O mês de maio termina com mais uma capa negativa para o PT. A edição veiculada no dia 31 estampa o ministro da Justiça na capa, retomando a estratégia de desqualificar Márcio Thomaz Bastos como se atuasse mais como advogado dos petistas que como ministro. A matéria intitulada “O escudo de Lula” diz que ele já “livrou o governo de várias crises. No caminho, confundiu suas atribuições legais com a missão de advogados criminalistas”, novamente mostrando que o PT aparelhou o Estado e mistura o público com o privado.

“Thomaz Bastos não é o primeiro advogado criminalista a ocupar o mais antigo ministério do Brasil. Vários o fizeram desde o Império. Thomaz Bastos, no entanto, exibe uma peculiaridade incômoda: é o primeiro ministro da Justiça a agir como advogado criminalista do governo a que pertence. Pode ele transportar para a administração pública cacoetes e missões típicas de sua profissão? Pode um ministro da Justiça tornar mais difícil o trabalho de investigação da Polícia Federal que chefia? A história sugere uma resposta negativa às duas perguntas. Pegue-se um exemplo de contexto semelhante ao atual: o da crise anterior ao impeachment de Fernando Collor de Mello, no início da década de 90. Ao contrário de Thomaz Bastos, o então ministro Célio Borja conduziu seus trabalhos com isenção e transparência invejáveis. Defendeu o governo sem defender a corrupção governamental. Permitiu que a Polícia Federal investigasse Paulo César Farias sem se encontrar com o ex-tesoureiro de Collor e pivô do escândalo que levaria ao impeachment presidencial. Por que Thomaz Bastos não segue a cartilha constitucional? Por que insiste em agir como advogado de petistas encrencados, ditando rumos e estratégias de defesa e até indicando causídicos aos meliantes? Muito provavelmente isso se deve ao fato de ele ter em seu currículo inúmeras prestações de serviço advocatício a Lula e outros próceres petistas durante o regime militar (...) Thomaz Bastos transformou-se num guerreiro que defende, ao preço da própria dignidade, o seu senhor. Seu modo de agir obedece a um padrão: toda vez que estoura um escândalo envolvendo membros do governo ou do PT, o ministro Bastos informa o presidente Lula da gravidade da situação, monta uma tese de defesa para que os danos sejam os menores possíveis e, por fim, escala advogados de sua confiança para acompanhar os envolvidos (...) Mas o Brasil vive um tempo sombrio, em que a ética e a moral são diariamente sufocadas por interesses políticos e políticos interesseiros. Quando se inaugurar o quadro a óleo de Márcio Thomaz Bastos na galeria dos ex-ministros da Justiça, ele estará manchado pela dúvida: foi defensor da justiça como manda a Constituição ou mero advogado de poderosos pegos com a mão na cumbuca?” (Veja, 31/05/2006).

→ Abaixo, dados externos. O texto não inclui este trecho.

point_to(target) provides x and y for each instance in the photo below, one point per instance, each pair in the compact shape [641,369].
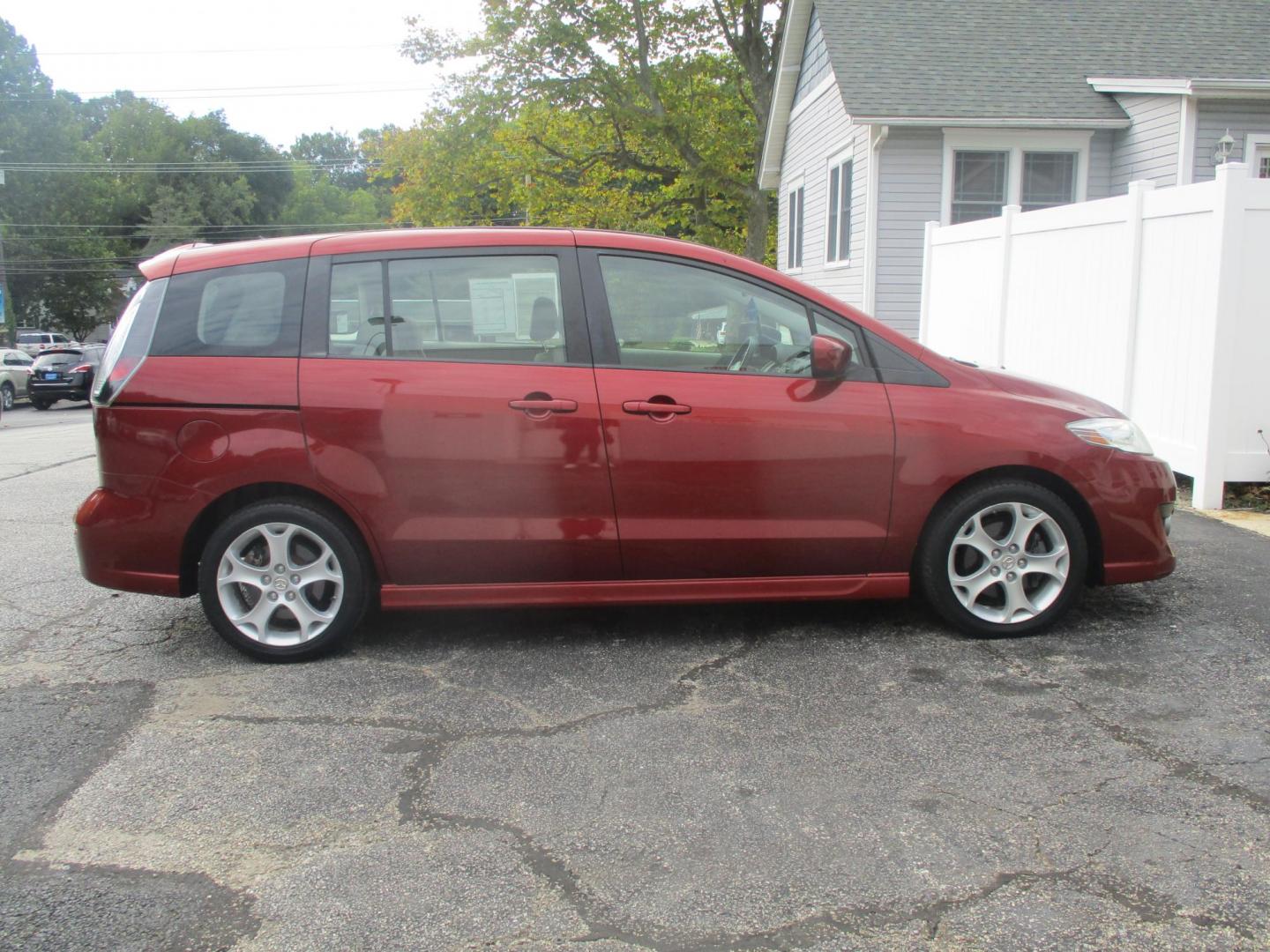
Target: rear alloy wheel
[1004,559]
[283,582]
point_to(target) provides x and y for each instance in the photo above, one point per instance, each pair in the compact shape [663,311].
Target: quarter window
[1050,179]
[250,310]
[839,245]
[490,309]
[794,227]
[678,317]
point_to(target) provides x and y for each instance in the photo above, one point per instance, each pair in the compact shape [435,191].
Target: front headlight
[1111,432]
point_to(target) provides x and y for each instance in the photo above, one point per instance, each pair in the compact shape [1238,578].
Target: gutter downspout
[877,138]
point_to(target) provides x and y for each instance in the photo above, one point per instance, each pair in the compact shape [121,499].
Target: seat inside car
[545,326]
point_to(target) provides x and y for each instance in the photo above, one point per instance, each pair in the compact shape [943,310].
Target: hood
[1050,394]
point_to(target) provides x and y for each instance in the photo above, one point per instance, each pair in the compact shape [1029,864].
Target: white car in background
[32,342]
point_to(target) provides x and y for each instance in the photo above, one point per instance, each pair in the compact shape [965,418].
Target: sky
[276,68]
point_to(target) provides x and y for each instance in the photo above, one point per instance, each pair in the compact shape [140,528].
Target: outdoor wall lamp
[1223,149]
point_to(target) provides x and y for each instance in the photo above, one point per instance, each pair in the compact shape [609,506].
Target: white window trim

A matéria também mostra que o governo Lula é pior que o de Collor quando o assunto é corrupção. O enunciador não tem provas de nada do que diz, apenas junta uma série de denuncias que já fizera anteriormente, nada provada senão o ministro não

continuaria no cargo, e ainda usa um linguajar chulo ao falar dos poderosos “pegos com a mão na cumbuca”.